36, rue Vivienne ­ 75002 Paris   |    01.86.95.02.40  |    secretariat@dear-avocats-paris.com

Concurrence déloyale : limite à la preuve de la déloyauté d’un salarié

Un employeur suspectant des actes de concurrence déloyale de la part de l’un de ses salariés, a saisi le président d’un tribunal de grande instance d’une demande de mesures d’instruction au domicile de son salarié par une requête fondée sur l’article 145 du code de procédure civile.Cet article permet, s’il existe un motif légitime de conserver ou d’établir avant tout procès la preuve de faits dont pourrait dépendre la solution d’un litige, de solliciter des mesures d’instruction légalement admissibles sur requête ou en référé.

La requête a été accueillie favorablement et l’employeur a pu faire des opérations de constat au domicile de son salarié. Celui-ci a agit en rétractation de l’ordonnance.

Le salarié a invoqué une atteinte à sa vie privée, et la violation de son domicile. Il considérait que les mesures portaient atteinte au droit au respect dû à la vie privée qui ne pouvait être justifiée qu’à la condition que la mesure soit strictement nécessaire à l’exercice des droits de la défense et proportionné au but recherché.

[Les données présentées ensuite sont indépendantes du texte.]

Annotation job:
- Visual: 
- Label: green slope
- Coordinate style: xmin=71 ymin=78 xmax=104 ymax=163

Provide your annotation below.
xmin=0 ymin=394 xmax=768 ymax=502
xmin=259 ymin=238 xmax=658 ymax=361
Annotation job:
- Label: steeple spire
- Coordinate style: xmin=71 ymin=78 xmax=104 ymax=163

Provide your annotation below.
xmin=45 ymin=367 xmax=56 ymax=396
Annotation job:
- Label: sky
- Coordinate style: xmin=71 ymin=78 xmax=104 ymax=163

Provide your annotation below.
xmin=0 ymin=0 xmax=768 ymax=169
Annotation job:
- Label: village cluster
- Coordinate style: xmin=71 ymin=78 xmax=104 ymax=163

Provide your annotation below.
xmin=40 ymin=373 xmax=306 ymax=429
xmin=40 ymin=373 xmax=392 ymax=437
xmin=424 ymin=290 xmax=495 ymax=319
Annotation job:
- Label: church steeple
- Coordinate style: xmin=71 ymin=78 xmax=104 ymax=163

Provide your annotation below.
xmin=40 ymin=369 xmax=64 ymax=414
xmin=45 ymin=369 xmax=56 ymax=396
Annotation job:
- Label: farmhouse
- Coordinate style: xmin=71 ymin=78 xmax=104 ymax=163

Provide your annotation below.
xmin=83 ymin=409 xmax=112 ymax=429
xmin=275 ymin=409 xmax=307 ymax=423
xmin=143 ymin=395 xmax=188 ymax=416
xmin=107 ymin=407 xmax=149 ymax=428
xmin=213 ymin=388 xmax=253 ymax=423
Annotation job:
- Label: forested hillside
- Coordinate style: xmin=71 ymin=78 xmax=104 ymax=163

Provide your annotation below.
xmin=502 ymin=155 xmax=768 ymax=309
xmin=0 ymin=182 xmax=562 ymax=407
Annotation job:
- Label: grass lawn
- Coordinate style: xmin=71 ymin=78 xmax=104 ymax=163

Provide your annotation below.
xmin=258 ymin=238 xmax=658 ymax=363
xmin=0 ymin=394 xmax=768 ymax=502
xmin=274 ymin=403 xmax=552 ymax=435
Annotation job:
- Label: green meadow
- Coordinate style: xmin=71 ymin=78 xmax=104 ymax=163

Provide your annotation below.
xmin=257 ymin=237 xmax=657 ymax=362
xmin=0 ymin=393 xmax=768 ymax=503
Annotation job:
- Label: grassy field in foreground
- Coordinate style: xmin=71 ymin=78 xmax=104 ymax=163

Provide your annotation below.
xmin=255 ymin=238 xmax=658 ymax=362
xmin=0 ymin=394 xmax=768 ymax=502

Selon le salarié, tel n’était pas le cas dans la mesure où le champ d’investigation de l’huissier, dont la mission était de se rendre à son domicile pour se faire remettre ou/ et rechercher, au besoin dans le ou les ordinateurs qui équiperaient les lieux, tous documents commerciaux comptables ou sociaux qui établiraient l’existence et se rapporteraient à une activité déployée dans le secteur d’activité de l’employeur.

Les juges ont rejeté la demande de rétractation. Pour justifier leur décision, les juges se sont fondés notamment sur une enquête confiée par l’employeur à un détective privé qui a procédé à une filature du salarié de la sortie de son domicile jusqu’à son retour. L’enquête a été réalisée sur sept jours dont six au cours desquels le salarié avait un planning d’activité précis à réaliser pour le compte de son employeur. Selon les juges, l’enquête ne présentait aucun caractère disproportionné au regard de la nécessaire et légitime préservation des droits et intérêts de l’employeur.

Un pourvoi en cassation a été formé.

L’arrêt a été cassé au visa des articles 8 de la Convention de sauvegarde des droits de l’homme et des libertés fondamentales, 9 du Code civil et 145 du code de procédure civile.

La cour de cassation reproche aux juge de ne pas avoir écarté un moyen de preuve illicite pour caractériser le motif légitime d’ordonner une mesure d’instruction avant tout procès.

La filature du salarié n’était pas un mode de preuve licite.